In summary – adjacency pairs are the most common, the easiest to understand. As Nielsen says, unless your requirement is very high performance, stick with this pattern. Materialized path is the choice where herarchies are core to the database and are used frequently in functions. HierarchyID to me is a loser, since the binary data type makes it difficult to debug/diagnose in the inevitable mixups (and its harder to track down and re-parent orphans). Kent Tegels did an excellent writeup on this using SQL Server 2008 with a pattern that used HierarchyID, but it wasn’t enough to swing the argument that way.

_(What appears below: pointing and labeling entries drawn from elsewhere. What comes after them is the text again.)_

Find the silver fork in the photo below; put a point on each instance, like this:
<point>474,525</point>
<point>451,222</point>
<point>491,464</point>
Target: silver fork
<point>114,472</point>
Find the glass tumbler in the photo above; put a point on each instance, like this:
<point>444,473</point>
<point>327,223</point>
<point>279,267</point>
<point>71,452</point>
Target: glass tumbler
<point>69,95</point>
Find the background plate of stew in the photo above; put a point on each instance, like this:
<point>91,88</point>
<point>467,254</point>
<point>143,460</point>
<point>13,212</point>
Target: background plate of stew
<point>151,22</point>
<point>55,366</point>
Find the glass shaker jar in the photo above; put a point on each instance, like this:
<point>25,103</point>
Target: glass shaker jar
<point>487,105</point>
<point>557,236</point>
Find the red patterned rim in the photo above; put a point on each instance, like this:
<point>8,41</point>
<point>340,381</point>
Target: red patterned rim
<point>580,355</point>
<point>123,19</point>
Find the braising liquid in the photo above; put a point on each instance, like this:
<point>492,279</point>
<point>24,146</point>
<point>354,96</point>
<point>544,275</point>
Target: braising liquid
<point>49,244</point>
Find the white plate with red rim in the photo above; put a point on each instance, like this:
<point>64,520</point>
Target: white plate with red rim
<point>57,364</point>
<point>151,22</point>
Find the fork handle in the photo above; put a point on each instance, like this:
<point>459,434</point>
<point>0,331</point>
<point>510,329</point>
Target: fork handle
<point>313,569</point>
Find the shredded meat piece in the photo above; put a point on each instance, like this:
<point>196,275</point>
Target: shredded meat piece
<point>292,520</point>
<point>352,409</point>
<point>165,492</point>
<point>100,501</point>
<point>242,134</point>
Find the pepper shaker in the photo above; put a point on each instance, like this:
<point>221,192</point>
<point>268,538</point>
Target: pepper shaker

But the key thing is, we did have the argument and we did hash over the options. Once we did some research, the solution became clear – a simple Adjacency List was the way to go. For reporting, a simple Parts Explosion Report query did the trick. Again, we didn’t try anything radically complex, new or different – and I think if we would have, that would have been the first sign that we were on the right path. And by doing some research – and trying a pilot of Adjaceny List, Materialized Path and a HierarchyID set of queries – we knew the options, were comfortable with our solution and knew we weren’t missing out on something cooler/more performant.


Back To Our Model – Design Versus Real World

You would think at this point we’d be almost done. We’ve got the following entities –

  • A product that needs to be assembled across a set of locations.
  • A process that follows a set of steps before moving on to the next process.
  • A set of steps (LTO’s) that can be followed on a temporary basis as an experiment.
  • A list of parts that can be assembled as part of a component or finished good.

So far so good. But this represents what SHOULD be built – a model. It’s not reality, and doesn’t really show what’s built on the floor. For this, we need a Build History table.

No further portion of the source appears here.